Ever since I was ill in April, I’ve fallen off my pleasure reading list. I doubt if I’ll catch up those three months missed, but I’ll get started again with July.
My book is “Echoes of Fury” by Frank Parchman. (An amusing note: The cover photo is NOT the eruption of Mt. Saint Helens!)
The book is the account of the volcano and a few of the lives it changed forever. Parchman does an excellent job of explaining volcanoes, especially Saint Helens, in an informative yet easy to understand way. He briefly goes over the history of Saint Helens, and then starts introducing you to the people of the book in the days before the eruption.
As I started the book, I had worried that it was become confusing with so many people in the story lines. Each person’s experience is woven together like a master tapestry. Their lives before, during, and after the eruption. There are a few photos to give you reference and a face to bring to mind as you read.
Also told are the stories of the rescues and the governmental chaos & cover-ups that followed. To say I was shocked at the way WA State treated the victims would be an understatement. Wow.
I chose this book because I remember so well that day in 1980 when it erupted. On a trip to Seattle in 2008, Himself and I made a day trip down to Mt. Saint Helens. I wanted to see the mountain for myself. Miles and miles before you could even see the mountain, you could see the ash laden riverbanks. Along the road are markers telling how high the river overflowed at this point… or that you were entering the blast zone… or that you were now entering the kill zone.
Then a bit farther down the road you get your first glimpse of Mt. Saint Helens.
Oh my goodness.
My art is two of the many photos I took that day. I digitally altered them, first using the “pencil sketch” option, then a few other edits to sharpen the image.
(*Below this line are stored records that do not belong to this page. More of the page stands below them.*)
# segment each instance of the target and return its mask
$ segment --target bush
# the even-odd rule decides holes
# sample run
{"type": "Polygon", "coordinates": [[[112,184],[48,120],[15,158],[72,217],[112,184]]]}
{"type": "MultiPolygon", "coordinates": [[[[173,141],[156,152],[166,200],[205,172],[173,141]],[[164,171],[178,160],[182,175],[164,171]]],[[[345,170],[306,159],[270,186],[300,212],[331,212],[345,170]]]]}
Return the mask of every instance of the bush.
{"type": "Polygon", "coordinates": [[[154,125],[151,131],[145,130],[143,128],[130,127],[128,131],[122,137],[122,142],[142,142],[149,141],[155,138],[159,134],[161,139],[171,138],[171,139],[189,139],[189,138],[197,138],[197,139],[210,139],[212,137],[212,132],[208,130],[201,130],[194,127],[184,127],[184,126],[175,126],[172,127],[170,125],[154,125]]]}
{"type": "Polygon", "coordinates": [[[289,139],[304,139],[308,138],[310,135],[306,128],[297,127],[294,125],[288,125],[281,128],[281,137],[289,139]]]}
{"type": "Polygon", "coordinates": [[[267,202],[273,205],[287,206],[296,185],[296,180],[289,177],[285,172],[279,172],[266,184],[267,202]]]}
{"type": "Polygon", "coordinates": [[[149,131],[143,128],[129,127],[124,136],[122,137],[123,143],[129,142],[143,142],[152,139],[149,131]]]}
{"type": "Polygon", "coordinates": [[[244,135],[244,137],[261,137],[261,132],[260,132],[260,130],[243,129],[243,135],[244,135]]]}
The first image shows the waste land around the base of the volcano. Twenty eight years and the slopes are still lunar in appearance. The second image is a close up of the blown away wall. You can see a puff of steam rising from the center. For perspective, remember that Mt. Saint Helens used to be called the “Mt Fuji of America” because of its perfect cone shape.
I can recommend this book to anyone who has an interest in Mt Saint Helens. And if you are planning on visiting the site I would definitely say to read this before you go.